Streit mit Nokia: Verkaufsstopp für Lenovo-Produkte in Deutschland vorerst aufgehoben
Wer derzeit auf die deutsche Lenovo-Website surft, um sich etwa eines der neuen Yoga-Laptops zu kaufen, steht noch immer vor – virtuell – verschlossenen Türen. „Wir können bis auf Weiteres nur ein eingeschränktes Produktportfolio anbieten“, heißt es dazu in einem Hinweis. Das dürfte sich aber in wenigen Stunden ändern. Denn das Oberlandesgericht München hat der Berufung von Lenovo gegen den vor rund zwei Wochen verhängten Verkaufsstopp stattgegeben.
Lenovo nimmt Online-Verkauf wieder auf
Hintergrund des – bis zur Entscheidung in der laufenden Berufung aufgehobenen – Verkaufsstopp ist ein Patentstreit mit Nokia. Dabei geht es um eine von den Finnen entwickelte Technologie zur Videokomprimierung (H.264). Ein Münchener Gericht hatte Ende September bestätigt, dass Lenovo in diesem Fall die Nokia-Patente verletzt habe. Nach diesem Sieg vor Gericht hatte Nokia eine einstweilige Verfügung erwirkt, mit der Lenovo der Verkauf betroffener Produkte – insbesondere PCs, Laptops und Tablet-PCs – bis jetzt untersagt war. Am Montagabend soll der Verkauf der Geräte im Onlineshop von Lenovo wieder starten. Der Einzelhandel darf vorerst ebenfalls wieder beliefert werden, wie heise.de schreibt.
Lenovo begrüßte die Entscheidung der Münchener Richter: „Wir freuen uns, dass das Oberlandesgericht München unserem Antrag auf Aussetzung der Vollstreckung des Münchner Urteils gegen Sicherheitsleistung stattgegeben hat, da mit hoher Wahrscheinlichkeit nicht erwartet werden kann, dass die Entscheidung in der Berufung aufrechterhalten wird“.

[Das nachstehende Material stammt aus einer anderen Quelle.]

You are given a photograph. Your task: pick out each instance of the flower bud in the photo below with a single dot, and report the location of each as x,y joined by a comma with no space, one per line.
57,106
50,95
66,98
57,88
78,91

Lenovo, so stellte es Nokia im Vorfeld des Verkaufsstopps dar, sei bisher trotz des Gerichtsurteils nicht bereit gewesen, sich auf Verhandlungen über mögliche Lizenzgebühren für die Nutzung der Technologie einzulassen. Lenovo wiederum hatte Nokia zuvor vorgeworfen, zu viel Geld zu verlangen. Über die Höhe der Gebühren ist derweil aber nichts bekannt. Zudem, so der chinesische Hersteller, habe sich Nokia geweigert, sein geistiges Eigentum zu fairen und nicht-diskriminierenden Bedingungen zu lizenzieren, wie Bloomberg schreibt.
„Wir setzen uns weiterhin dafür ein, diese Angelegenheit unter fairen, vernünftigen und nicht diskriminierenden (FRAND) Bedingungen zu klären. Wir sind nach wie vor der Überzeugung, dass Nokia gegen seine eigenen rechtlichen Verpflichtungen verstoßen hat, indem es sich weigert, seine Technologie zu FRAND-Bedingungen an Lenovo oder unsere Drittanbieter zu lizenzieren“, hieß es in dem Lenovo-Statement. Und weiter: „Dies ist ein richtungweisender Fall für die ganze Technologiebranche und einer, den wir weiterhin anfechten, da er die zukünftigen Voraussetzungen dafür schafft, dass unangemessene globale Patentlizenzgebühren den Zugang der Kunden zu erschwinglichen Innovationen nicht behindern.“
Auch in den USA droht Verkaufsstopp
Nokia und Lenovo streiten sich aber nicht nur in Deutschland um eine mögliche Lizenzierung der Patente. Auch in den USA, Brasilien und Indien beschäftigen sich Gerichte mit dem Fall. In den USA etwa prüft die Handelsbehörde ITC, ob wegen der Beschwerde der Finnen ein vorübergehendes Verkaufsverbot wie in Deutschland erlassen werden müsste. Ein solcher Verkaufsstopp, so Beobachter, bringt normalerweise die Streitparteien schnell wieder an den Verhandlungstisch.
Auch der deutsche Autobauer Daimler steht übrigens unter Beschuss von Nokia. Ende Oktober sollte das Gericht in München auch hier entscheiden, ob Nokia-Patente verletzt wurden. Bisher ist aber noch kein Urteil bekannt geworden. Mitte August hatte der finnische Netzwerkausrüster vor dem Landgericht Mannheim schon einen Etappensieg in der Auseinandersetzung errungen. Allerdings ging es dabei um eine Technologie zur effizienten Kommunikation von Autos mit LTE-Mobilfunknetzen. Auch hier steht allerdings ein Verkaufsverbot im Raum.